The university's insurance paid for the portable classrooms as well as for the month-long removal of debris, which cost about $147,000, said university spokesman Jim Manke.
Police are still investigating the June 13 fire that engulfed the school's 20,000-square-foot building, causing about $6.5 million in damage. They believe the blaze was intentionally set at the back of the 1930s-era structure. No arrests have been made.
For the past five months, students have shared classes and teachers have rearranged schedules to make up for the burned building. A choir class has met in the school's cafeteria, while a band room has served as an English class, said Vice Principal Keoni Jeremiah.

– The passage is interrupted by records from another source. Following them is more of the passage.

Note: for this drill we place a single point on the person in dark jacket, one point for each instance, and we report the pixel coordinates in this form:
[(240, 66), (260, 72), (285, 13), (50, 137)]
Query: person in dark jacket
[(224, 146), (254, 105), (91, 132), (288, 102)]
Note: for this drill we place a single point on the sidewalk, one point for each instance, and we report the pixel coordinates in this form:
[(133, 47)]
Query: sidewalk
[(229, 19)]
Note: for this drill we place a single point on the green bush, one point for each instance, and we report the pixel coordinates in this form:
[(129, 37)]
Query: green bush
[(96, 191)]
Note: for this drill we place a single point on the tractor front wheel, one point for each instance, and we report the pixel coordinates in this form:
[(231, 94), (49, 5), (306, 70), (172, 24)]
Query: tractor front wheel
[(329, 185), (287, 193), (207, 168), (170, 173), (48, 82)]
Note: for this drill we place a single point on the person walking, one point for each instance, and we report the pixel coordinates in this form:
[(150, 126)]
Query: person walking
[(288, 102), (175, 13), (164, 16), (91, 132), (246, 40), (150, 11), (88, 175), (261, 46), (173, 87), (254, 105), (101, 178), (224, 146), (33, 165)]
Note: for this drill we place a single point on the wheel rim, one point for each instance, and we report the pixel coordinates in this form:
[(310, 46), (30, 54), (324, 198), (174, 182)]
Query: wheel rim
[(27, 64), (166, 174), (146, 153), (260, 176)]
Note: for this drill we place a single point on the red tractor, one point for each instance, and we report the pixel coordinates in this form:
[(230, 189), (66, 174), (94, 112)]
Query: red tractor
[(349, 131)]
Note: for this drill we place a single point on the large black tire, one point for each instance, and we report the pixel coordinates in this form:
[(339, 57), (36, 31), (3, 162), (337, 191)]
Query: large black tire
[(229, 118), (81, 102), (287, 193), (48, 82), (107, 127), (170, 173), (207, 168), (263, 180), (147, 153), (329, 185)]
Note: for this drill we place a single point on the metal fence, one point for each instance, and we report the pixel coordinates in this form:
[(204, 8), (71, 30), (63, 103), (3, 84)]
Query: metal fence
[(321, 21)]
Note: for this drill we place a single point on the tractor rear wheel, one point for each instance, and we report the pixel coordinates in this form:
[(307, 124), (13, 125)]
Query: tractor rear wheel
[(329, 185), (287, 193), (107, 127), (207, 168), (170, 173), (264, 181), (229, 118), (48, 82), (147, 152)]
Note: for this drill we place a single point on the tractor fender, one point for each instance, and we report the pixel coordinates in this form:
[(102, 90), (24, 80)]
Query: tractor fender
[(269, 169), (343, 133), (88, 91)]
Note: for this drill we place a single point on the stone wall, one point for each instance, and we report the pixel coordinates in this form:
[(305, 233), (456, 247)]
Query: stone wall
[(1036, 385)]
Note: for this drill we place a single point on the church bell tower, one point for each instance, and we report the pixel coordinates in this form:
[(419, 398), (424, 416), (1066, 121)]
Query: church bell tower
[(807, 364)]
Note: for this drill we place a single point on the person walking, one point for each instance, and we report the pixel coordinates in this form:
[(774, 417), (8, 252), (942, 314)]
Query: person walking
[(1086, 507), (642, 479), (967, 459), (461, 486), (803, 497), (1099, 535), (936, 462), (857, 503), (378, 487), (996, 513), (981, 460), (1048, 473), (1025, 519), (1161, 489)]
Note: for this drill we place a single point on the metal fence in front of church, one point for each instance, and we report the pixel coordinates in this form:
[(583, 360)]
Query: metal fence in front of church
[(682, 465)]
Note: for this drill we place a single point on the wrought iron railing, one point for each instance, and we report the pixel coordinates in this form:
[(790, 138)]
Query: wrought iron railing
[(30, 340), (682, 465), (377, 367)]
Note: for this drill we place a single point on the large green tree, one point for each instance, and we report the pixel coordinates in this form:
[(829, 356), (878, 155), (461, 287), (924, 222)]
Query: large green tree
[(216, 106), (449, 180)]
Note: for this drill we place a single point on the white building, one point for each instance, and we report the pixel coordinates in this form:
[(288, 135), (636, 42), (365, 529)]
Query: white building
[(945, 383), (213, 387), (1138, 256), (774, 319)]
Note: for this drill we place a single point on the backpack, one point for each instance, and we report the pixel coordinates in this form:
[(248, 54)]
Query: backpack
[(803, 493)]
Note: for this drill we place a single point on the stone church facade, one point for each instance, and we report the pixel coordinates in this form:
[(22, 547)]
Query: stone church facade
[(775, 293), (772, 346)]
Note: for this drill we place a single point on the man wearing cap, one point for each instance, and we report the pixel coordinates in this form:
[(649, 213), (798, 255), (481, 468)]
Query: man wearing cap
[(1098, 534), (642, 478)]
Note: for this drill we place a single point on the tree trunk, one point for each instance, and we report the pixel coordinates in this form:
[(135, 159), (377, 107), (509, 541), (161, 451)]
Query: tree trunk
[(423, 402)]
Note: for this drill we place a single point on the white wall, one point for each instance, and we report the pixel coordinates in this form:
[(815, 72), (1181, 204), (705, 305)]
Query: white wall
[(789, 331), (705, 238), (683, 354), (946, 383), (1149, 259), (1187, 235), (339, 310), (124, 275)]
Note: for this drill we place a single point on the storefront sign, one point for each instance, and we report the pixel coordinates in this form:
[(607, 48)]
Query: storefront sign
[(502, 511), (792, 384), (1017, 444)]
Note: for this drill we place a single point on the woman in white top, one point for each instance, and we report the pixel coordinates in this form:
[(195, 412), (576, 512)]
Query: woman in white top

Noise from the cleanup also forced the school to relocate science and history classes to other areas, he said. And because of a lack of storage, the school could not place orders to replace equipment or furniture ruined by the fire.
"It has been an inconvenience, but the students have done really well and so have the teachers," Jeremiah said, adding that the portables would house a weight and training room, an athletic office, as well as orchestra and drama classes.
Isaiah DeLaura, a 15-year-old Lab School student who plays viola, welcomed the trailers that were delivering the new classrooms yesterday. He said music students, who have been learning theory instead of playing their instruments, would finally have a room for practice.
"Usually, as soon as we got to class, we could start playing," he said. "It's been different."
The university has said it plans to lobby the Legislature for $49.5 million to build a new College of Education building eventually on the site of the burned building. But Jeremiah said students would be using the portables "for a few years."
Wong said when construction begins for a new, permanent building, the school can take the portables apart, give them to other schools or keep them for future need.